The pros and cons of each yield protection strategy are outlined in the table below.
The borrowers pay the cost to add yield protection on hedged loans; however, it is a competitive market, and community banks must decide on the tradeoff they are willing to make between yield over the life of the loan and the cost of structuring any yield protection. It is still a competitive market for profitable borrowers – especially existing customers with low leverage. Banks have a tradeoff between higher yields and yield protection (embedded floors or forward starting floaters). Different bankers will come to different conclusions on how to structure their loan yields, but there are at least three important considerations.
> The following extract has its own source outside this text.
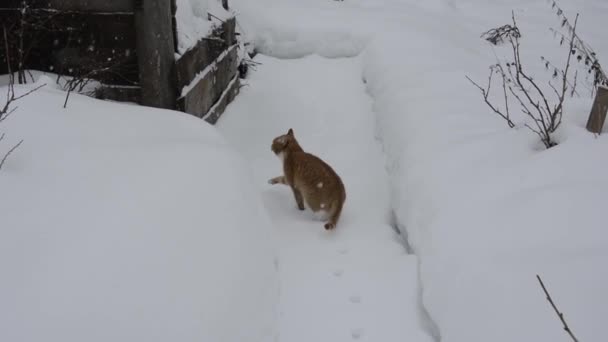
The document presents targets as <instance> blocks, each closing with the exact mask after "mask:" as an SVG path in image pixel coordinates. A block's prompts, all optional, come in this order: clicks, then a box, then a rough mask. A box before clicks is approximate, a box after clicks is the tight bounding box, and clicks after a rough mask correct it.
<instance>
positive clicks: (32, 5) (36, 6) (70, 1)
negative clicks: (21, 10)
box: [0, 0, 135, 12]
First, banks need to address the probability of interest rates declining from this level and the term of that decline. No one can predict future interest rates. However, banks need to assess the term of yield protection best suited for their view. As an example, in the extreme, if a banker believes that interest rates drop below zero and stay there for the term of the loan (either 12 or 20 years), then extending loans to almost any obligor is a questionable credit decision because perpetually low-interest-rate are not congruent with a stable economy.
Second, banks need to quantify which borrowers are worth retaining and which should be allowed to refinance. Loan size, cross-sell opportunities, credit quality, and lifetime value of the customer must drive that decision using a RAROC (risk-adjusted return on capital).
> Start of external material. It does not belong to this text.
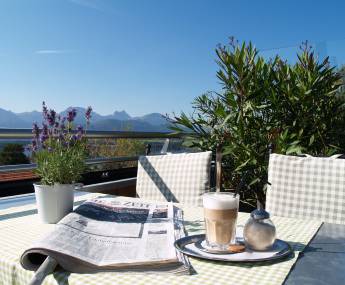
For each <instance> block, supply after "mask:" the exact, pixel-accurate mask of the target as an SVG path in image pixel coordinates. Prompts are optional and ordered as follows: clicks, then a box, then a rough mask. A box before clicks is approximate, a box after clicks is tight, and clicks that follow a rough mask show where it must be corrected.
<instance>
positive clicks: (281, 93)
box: [170, 42, 345, 205]
mask: <svg viewBox="0 0 345 285" xmlns="http://www.w3.org/2000/svg"><path fill="white" fill-rule="evenodd" d="M216 54H217V63H218V66H219V70H218V72H217V77H218V79H219V80H220V82H221V85H222V90H221V92H219V93H215V92H213V93H211V92H209V93H207V94H204V95H201V96H199V97H197V98H196V99H195V101H194V102H193V108H194V110H195V112H194V114H193V115H190V116H189V115H187V114H185V113H181V114H180V115H177V116H176V115H175V116H174V117H173V118H171V119H170V121H171V122H172V123H173V124H174V127H173V129H174V130H175V131H177V132H185V131H186V129H187V130H188V131H190V136H188V137H187V139H186V141H185V143H186V144H187V145H188V146H191V147H197V148H199V149H201V150H214V151H216V150H218V151H221V152H222V153H223V168H224V174H223V188H235V187H236V185H238V184H239V181H240V180H241V178H242V179H245V182H246V185H247V187H245V189H243V190H242V192H241V196H242V197H241V198H242V201H244V202H247V203H249V204H252V205H254V204H255V200H256V199H258V200H259V201H260V202H261V203H263V204H264V201H265V186H266V183H267V167H268V151H269V150H268V148H269V145H273V146H274V151H275V152H277V153H282V154H299V153H310V154H313V155H330V154H333V153H335V152H343V151H344V149H345V143H344V142H345V140H342V138H341V137H342V135H341V134H342V133H343V129H342V128H341V127H340V126H343V125H344V122H345V120H344V115H343V101H342V100H341V98H340V97H339V96H337V95H336V93H337V90H338V89H339V86H340V85H341V84H342V83H341V80H340V79H341V76H340V75H339V74H338V73H336V72H335V70H334V68H332V67H330V66H329V63H328V59H327V58H326V59H325V60H324V61H322V62H318V60H317V59H316V58H315V56H314V52H313V51H312V50H311V49H310V47H309V46H308V45H305V46H304V47H303V48H302V51H301V53H300V54H299V55H298V61H297V63H296V64H294V65H290V64H288V63H287V62H286V61H283V60H282V59H281V58H279V57H278V56H277V57H275V58H274V59H271V60H265V59H264V58H263V57H261V56H259V55H258V51H257V50H256V49H255V48H254V47H253V45H252V44H251V43H249V44H246V43H243V44H242V45H237V44H234V42H231V43H230V45H228V46H219V47H218V48H217V49H216ZM339 131H341V132H339ZM244 174H245V175H244ZM248 190H249V191H248Z"/></svg>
Third, it is essential to consider the cost-benefit of yield protection. Because the yield curve is flat, the cost of the forward starting floater is marginal. However, the embedded floor is a tricky instrument to understand. Some bankers believe that embedded floors offer protection that provides value to the lender should rates decrease. However, the lender is always better off for the floor to never pay – i.e., the lender’s yield is still higher if interest rates never go below the floor strike level. Just like home insurance, the homeowner is always better off not make a claim but let the policy expire without the need for a payout. Therefore, the essential reason to use a floor is when the lender cannot afford for that specific loan’s index to below the strike level of the floor, and the lender requires the floor as catastrophic insurance. Further, the embedded floor is even less effective than it ostensibly appears because the lender pays a premium for the floor. That premium must be subtracted from the floor strike – in our example, the 0.00% LIBOR floor is really a negative 0.25% floor because that is the cost of the floor premium.
Community bankers need to be prepared to lend in an abnormally (but probably temporary) low rate environment where the best borrowers are interested in locking their cost of funding for extended periods. The further challenge is that in a flat yield curve environment, borrowers do not pay a premium for longer-term fixed rates. Most importantly, for community banks, now is a time to retain the highest credit quality credits that can pay their contractual loan payments without modifications or forbearance. The best way to maintain borrowers today is to require some form of meaningful prepayment protection and protect the bank from rising interest rates in the future.